The encoding format UTF-16 is the oldest one of all Unicode encoding formats and is optimized for the most commonly used characters of the Basic Multilingual Plane (BMP). Unicode characters whose code is in the range of U+0000 to U+FFFF, are in the Basic Multilingual Plane. These are Latin and other European writings and their symbols, African and Asian characters. The characters in this field are mapped directly to the two bytes (16 bits) of a UTF-16 code unit.

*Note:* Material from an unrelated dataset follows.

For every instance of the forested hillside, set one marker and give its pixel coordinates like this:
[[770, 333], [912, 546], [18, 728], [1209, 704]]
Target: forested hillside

Thus the encoding UTF-16 is best suited for characters of this area, even if it requires twice memory in comparison with the encodings UTF-8 and ANSI for texts consisting of ASCII or ANSI characters, because for ASCII and ANSI characters only one byte (instead of two bytes) is used to store ASCII characters in UTF-8 and ANSI encodings.

Usage

UTF-16 Little Endian is used as internal representation of strings in Windows 2000 / XP / 2003 / Vista /  7 / 10 / 11 (and in the other Windows version in between) and is what is understood in the Windows Notepad under the encoding named "Unicode". Also other operating systems like macOS, or Symbian are using UTF-16 as their default encoding.

Byte Order Mark

Both Big Endian and Little Endian can be used to save text in UTF-16 format. The difference is whether the byte units should be written from left to right or from right to left. Correspondingly, the Byte Order Mark (BOM) for UTF-16 Big Endian is FE FF and for UTF-16 Little Endian FF FE.

If you look at a UTF-16 encoded file in an editor that cannot interpret the byte order mark and the format correctly and thus interprets the file as a Latin-1 encoded file, the characters "þÿ" are displayed for UTF16-BE and for UTF16- LE the characters "ÿþ" are displayed.